Figure 13Similar to Fig. 12a–d but for three different OCO-2 tracks, including 18:00 UTC on 13 July 2018 to the east of Indianapolis (2018071318; first row, a–d), 20:00 UTC on 25 June 2018 right over Salt Lake City (2018062520; second row, e–h), and 12:00 UTC on 15 June 2017 near Rome, Italy (2017061512; third row, i–l). The meteorological fields that drove those simulations are 3 km HRRR for US cities and 0.5 GDAS fields for Rome. Note that the underlying hybrid satellite images in the first, third, and fourth columns were generated using the ggmap R library with Google Maps (Map data © 2020 Imagery © 2020 TerraMetrics).

4 Discussion and summary

We now discuss some applications and limitations of SMUrF. In particular, we examine how an urban–rural gradient in XCO2.bio may alter the interpretation of XCO2 observations during growing seasons.

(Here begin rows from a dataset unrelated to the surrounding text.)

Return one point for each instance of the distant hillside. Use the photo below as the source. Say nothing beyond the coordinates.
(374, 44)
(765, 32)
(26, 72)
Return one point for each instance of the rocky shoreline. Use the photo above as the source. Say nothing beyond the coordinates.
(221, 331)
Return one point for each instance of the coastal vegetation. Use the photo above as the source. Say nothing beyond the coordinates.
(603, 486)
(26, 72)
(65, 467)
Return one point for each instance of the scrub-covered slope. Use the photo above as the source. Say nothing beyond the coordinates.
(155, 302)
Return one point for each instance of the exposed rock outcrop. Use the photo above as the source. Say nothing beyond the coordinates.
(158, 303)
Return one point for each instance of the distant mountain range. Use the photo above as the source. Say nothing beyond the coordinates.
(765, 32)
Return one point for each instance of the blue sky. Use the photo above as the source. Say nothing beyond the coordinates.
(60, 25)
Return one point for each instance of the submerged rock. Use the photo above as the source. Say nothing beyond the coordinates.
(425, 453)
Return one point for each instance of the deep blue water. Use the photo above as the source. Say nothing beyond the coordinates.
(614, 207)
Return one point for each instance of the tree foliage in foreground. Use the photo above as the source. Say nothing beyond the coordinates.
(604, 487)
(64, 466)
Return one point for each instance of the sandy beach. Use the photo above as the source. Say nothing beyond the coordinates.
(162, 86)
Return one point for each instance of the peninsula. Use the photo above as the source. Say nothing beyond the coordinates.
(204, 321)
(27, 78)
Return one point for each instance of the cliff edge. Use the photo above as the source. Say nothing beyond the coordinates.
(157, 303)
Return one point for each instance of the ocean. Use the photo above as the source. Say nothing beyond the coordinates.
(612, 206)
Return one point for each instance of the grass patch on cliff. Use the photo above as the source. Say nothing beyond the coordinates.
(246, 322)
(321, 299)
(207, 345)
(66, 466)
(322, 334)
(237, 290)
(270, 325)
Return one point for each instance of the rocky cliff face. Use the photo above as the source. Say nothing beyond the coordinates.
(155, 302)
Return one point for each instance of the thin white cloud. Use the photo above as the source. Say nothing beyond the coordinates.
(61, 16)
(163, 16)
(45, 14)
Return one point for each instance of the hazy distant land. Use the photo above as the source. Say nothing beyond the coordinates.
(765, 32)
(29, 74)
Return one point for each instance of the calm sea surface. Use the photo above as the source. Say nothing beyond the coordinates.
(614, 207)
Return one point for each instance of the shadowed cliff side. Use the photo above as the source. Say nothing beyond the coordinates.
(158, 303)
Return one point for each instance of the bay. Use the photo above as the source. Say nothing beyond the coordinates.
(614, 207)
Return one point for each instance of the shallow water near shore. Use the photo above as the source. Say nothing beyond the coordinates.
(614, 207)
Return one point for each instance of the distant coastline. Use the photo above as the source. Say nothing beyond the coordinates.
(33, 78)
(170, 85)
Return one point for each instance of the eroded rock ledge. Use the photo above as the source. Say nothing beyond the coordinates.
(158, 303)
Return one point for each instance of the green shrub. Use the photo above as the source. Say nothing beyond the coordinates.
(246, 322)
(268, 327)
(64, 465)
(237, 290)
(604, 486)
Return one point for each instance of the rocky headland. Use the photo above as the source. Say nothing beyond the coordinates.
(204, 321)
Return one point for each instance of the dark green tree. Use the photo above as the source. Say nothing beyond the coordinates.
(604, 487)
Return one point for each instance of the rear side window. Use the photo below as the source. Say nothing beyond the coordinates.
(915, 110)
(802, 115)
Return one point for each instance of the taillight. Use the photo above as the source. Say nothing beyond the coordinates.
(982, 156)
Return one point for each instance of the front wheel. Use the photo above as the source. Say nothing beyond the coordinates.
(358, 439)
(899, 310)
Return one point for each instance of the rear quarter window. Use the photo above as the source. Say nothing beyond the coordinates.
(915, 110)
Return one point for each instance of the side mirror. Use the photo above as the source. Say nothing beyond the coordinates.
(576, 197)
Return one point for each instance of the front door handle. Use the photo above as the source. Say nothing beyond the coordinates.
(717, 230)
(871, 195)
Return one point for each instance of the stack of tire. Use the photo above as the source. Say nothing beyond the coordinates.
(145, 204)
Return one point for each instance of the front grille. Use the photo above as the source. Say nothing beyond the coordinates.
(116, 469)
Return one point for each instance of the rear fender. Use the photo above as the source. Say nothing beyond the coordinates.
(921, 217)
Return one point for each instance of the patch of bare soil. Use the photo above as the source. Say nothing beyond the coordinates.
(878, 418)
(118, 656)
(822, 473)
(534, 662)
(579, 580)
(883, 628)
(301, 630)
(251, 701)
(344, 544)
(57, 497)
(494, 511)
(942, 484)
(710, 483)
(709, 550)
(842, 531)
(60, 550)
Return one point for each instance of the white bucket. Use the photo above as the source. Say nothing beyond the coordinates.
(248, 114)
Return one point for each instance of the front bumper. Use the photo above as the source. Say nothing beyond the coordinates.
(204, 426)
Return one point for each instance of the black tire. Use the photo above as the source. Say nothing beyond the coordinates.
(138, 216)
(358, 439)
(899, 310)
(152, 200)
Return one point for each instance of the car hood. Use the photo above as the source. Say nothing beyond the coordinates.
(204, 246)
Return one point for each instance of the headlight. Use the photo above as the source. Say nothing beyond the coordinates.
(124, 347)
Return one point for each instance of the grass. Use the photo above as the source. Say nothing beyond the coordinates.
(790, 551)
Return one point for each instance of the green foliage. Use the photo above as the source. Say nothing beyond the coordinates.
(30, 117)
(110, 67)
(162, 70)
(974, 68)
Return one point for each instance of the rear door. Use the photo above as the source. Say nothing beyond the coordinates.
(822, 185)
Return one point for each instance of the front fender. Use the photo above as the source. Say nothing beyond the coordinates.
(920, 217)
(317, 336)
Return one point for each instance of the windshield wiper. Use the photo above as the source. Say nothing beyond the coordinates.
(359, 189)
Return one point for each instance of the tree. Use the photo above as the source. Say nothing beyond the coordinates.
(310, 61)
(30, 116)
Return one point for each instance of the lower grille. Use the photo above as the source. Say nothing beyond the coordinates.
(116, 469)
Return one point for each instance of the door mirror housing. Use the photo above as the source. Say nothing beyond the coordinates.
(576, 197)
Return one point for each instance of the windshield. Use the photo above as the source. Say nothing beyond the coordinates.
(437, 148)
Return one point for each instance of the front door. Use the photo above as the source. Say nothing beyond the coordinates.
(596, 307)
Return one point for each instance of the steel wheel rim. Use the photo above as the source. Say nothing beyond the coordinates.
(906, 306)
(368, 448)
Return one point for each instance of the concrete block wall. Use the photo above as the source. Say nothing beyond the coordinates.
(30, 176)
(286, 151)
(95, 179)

4.1 Implications on background XCO2 determination

As the extraction of urban emissions from column measurements can be sensitive to the background definition (e.g., Wu et al., 2018), we illustrate the impact of the urban–rural gradient in XCO2.bio during the growing season in the context of background determinations. Let us consider the background XCO2 (XCO2.bg) defined as the average of observations over a region unaffected by urban emissions. Observed enhancements are then calculated as levels of XCO2 elevated above XCO2.bg. This constant XCO2.bg reasonably represents the XCO2 portion unaffected by urban emissions during non-growing seasons for most places (Wu et al., 2018). However, this background definition might implicitly neglect the variation in biospheric XCO2 anomalies between the urban-enhanced and background region. Again, it is the gradient in XCO2.bio, not its absolute level, along satellite tracks that modifies the background value.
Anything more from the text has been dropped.